The DatasetDefinition API provides methods to identify a set of records including a table name, columns, and row selection criteria to use as input for ML training algorithms. Datasets don't contain the actual data.

This API requires the Predictive Intelligence plugin (com.glide.platform_ml) and is provided within the sn_ml namespace. For information, see Predictive Intelligence.

Use the dataset to estimate mutual information PredictabilityEstimate or train data specified by an Encoder. You can also use the dataset to train data specified by one of the following solution types:

For usage guidelines, refer to Using ML APIs.

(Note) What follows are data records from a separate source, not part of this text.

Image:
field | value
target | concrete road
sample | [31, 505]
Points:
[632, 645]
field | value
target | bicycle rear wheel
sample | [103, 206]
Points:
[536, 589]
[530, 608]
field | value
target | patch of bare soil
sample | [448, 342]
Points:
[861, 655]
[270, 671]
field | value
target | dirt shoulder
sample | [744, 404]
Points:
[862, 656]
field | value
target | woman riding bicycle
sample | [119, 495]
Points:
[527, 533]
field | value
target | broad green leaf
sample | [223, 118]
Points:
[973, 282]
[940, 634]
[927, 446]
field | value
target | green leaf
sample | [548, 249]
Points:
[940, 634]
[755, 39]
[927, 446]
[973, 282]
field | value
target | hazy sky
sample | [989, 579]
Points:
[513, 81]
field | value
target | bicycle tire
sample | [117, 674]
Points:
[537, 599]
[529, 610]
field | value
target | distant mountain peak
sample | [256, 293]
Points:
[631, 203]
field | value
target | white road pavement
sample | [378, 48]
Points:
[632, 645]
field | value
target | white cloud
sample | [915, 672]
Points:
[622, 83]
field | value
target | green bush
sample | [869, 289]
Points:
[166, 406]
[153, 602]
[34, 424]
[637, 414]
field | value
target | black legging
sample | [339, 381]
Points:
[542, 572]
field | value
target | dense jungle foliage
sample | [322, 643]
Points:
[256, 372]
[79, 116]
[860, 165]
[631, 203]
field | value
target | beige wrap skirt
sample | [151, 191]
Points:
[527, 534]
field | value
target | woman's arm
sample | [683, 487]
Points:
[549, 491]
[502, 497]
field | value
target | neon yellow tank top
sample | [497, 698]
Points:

DatasetDefinition - DatasetDefinition(Object)

Creates an instance of the DatasetDefinition class, enabling you to define a dataset by table name, fields, and query.

Create your dataset definition by passing a table and a list of fields. You can also pass a query to restrict datasets to include rows with specific characteristics.

Once created, a DatasetDefinition object cannot be modified.

Example

The following example shows how to create a dataset definition.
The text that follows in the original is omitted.